Even at $6.9 billion the Los Angeles Games are projected to have the lowest operating budget for any Olympics since Turin hosted the 2006 Winter Games ($700 million) and the smallest for a Summer Games since the 1996 Olympics in Atlanta ($1.7 billion).

“Our budget is privately funded, realistic and fiscally conservative,” LA 2028 Chairperson Casey Wasserman said. “We are redefining what it means to host a successful Games and look forward to planning and hosting an amazing experience that will make our community proud.”

The budget dedicates $160 million to youth sports in Los Angeles and Wasserman said the Games venue plan remains unchanged from the one the International Olympic Committee approved in awarding the Games to the city in 2017.

“Nothing changed,” Wasserman said. “Were operating for four more years and we are investing $160 million into youth sports in the city of Los Angeles and thats it. Nothing else has changed.”

The adjusted budget also lists $615.9 million for contingencies, including a city council mandated $270 million fund for cost overruns, up from $250 million in the 2017 budget.

The KPMG budget review, paid for by the organizing committee, was a condition of an agreement between LA 2024 and the city.

The budget continues to reflect LA 2028s reliance on venues and infrastructure that are already in place or previously funded allowing the organizing committee to avoid the construction costs have led to massive cost overruns for recent Games.

“Were not hiring people to manage construction and development,” Wasserman said. “We hire people who can generate revenue and create the success that we project that were going to have.”

LA 2028 will receive $2 billion from the IOC, up from $1.8 billion listed in the 2017 budget. The IOC will have a direct contribution of $898 million. Another $637 million will come from top IOC corporate sponsors.

LA 2028 projects $2.5 billion in domestic sponsorship and $1.9 billion in ticketing and hospitality.

NBC Universal and LA 2028 announced an agreement earlier this month in which the media company and organizing committee will sell media and sponsorship deals in tandem starting in 2021.

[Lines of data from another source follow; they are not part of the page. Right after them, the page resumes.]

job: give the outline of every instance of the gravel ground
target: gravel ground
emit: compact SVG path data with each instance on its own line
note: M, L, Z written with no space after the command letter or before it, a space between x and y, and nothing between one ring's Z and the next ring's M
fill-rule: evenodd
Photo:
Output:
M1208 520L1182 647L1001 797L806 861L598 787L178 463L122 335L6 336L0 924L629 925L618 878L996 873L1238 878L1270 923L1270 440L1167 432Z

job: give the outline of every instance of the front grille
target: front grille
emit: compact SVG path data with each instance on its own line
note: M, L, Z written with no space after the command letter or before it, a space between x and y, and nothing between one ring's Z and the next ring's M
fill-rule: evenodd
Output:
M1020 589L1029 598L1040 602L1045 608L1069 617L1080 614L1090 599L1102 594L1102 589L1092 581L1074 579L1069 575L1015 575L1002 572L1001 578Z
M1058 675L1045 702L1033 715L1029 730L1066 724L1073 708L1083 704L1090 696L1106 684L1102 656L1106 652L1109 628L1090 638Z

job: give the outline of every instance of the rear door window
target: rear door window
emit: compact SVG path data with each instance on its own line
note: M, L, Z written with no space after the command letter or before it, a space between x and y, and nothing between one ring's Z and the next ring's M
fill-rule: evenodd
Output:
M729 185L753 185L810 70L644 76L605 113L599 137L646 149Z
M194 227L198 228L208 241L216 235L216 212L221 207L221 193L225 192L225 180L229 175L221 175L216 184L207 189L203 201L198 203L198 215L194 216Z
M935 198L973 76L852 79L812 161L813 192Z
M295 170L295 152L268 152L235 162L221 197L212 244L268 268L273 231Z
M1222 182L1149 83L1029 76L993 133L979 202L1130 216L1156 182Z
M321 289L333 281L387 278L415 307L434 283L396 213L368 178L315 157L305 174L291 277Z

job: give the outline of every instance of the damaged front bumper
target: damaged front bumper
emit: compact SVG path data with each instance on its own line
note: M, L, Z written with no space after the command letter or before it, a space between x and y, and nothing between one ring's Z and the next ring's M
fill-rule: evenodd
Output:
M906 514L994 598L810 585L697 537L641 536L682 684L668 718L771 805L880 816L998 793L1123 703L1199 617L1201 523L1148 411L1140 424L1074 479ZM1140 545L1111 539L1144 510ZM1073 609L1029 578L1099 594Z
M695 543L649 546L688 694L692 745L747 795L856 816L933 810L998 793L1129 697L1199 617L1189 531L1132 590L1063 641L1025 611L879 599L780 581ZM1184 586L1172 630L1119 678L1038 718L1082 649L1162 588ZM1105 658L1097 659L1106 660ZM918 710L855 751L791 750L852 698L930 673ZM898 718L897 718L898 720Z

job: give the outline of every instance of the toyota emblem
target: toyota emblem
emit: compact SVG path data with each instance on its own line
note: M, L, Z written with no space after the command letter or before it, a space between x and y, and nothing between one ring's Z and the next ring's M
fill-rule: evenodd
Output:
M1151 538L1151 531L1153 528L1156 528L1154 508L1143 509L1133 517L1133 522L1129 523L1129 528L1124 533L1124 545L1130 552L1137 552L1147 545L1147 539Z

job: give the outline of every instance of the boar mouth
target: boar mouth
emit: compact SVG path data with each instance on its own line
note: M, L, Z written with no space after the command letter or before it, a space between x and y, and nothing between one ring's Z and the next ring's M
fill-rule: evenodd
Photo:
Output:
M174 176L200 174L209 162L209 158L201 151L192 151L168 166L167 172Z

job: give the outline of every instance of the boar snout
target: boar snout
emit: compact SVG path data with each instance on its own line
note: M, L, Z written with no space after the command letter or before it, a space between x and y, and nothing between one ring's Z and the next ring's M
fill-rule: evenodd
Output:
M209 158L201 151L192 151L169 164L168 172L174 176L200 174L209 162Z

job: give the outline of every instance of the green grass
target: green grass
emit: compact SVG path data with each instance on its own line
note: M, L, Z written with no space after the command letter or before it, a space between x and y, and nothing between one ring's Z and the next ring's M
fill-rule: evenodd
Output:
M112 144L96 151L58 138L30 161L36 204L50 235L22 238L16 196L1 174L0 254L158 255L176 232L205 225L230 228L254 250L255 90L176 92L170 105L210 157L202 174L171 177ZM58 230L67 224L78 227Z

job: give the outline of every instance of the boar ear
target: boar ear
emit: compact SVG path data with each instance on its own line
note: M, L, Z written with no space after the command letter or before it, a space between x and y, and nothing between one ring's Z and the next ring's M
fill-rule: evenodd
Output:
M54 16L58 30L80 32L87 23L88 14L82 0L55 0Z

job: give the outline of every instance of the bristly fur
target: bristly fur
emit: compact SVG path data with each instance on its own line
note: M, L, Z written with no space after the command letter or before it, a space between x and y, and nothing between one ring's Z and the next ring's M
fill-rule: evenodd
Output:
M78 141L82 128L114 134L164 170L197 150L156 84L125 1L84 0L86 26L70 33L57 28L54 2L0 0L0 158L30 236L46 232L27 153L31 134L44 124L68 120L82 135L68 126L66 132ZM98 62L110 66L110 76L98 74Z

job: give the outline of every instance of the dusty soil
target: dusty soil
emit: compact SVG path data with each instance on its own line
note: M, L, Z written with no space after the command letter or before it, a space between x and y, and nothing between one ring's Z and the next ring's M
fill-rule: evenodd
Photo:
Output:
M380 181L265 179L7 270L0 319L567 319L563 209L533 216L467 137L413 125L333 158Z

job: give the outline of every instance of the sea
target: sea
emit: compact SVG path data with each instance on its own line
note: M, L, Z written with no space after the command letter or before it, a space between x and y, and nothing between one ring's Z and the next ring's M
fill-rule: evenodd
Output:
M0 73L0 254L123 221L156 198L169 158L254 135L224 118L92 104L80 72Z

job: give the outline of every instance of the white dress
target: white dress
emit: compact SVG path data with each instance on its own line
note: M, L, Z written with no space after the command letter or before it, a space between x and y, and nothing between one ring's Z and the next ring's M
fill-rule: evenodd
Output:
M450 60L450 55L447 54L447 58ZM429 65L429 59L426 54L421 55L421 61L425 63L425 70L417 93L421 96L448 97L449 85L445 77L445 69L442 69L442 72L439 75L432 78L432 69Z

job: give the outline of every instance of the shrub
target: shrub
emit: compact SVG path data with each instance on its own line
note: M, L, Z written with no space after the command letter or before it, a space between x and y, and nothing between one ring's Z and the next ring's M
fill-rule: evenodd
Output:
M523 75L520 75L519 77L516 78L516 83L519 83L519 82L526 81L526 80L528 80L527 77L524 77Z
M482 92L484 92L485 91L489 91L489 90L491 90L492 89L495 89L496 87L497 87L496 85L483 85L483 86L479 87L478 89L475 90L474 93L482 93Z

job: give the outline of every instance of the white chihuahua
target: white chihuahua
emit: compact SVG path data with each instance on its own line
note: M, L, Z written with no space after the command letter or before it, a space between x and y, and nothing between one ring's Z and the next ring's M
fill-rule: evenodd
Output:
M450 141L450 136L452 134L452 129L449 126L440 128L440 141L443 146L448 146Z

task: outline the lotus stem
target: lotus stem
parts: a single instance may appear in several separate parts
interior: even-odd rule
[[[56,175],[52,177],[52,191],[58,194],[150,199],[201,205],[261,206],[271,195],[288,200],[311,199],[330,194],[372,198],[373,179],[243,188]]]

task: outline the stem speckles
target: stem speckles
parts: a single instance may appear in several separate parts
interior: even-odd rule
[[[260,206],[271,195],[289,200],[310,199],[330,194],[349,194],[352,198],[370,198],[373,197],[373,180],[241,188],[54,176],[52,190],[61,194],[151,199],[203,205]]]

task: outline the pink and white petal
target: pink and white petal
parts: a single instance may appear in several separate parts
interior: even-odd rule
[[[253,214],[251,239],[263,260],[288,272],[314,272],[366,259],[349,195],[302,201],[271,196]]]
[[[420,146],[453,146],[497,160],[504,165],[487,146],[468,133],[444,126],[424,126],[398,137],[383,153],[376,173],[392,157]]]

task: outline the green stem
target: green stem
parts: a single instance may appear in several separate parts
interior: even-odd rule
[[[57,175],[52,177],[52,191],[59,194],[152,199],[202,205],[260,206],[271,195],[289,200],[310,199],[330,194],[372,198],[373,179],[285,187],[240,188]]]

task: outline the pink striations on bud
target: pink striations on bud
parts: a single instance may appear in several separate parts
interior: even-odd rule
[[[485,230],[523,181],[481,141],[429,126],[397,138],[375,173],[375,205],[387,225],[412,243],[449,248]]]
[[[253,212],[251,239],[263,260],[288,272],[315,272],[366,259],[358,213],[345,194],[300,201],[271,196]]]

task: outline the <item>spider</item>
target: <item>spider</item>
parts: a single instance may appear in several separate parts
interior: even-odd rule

“People are excited about the opportunity to bring the Olympics back to the United States for the first time in a generation and I think the approach, the set of assets we are going to market with have been met with great enthusiasm and I think well be public with some very exciting results here over the summer time,” Wasserman said. “But I would say that with our relationship with NBC is a great first validation about how excited the marketplace is about the opportunity.”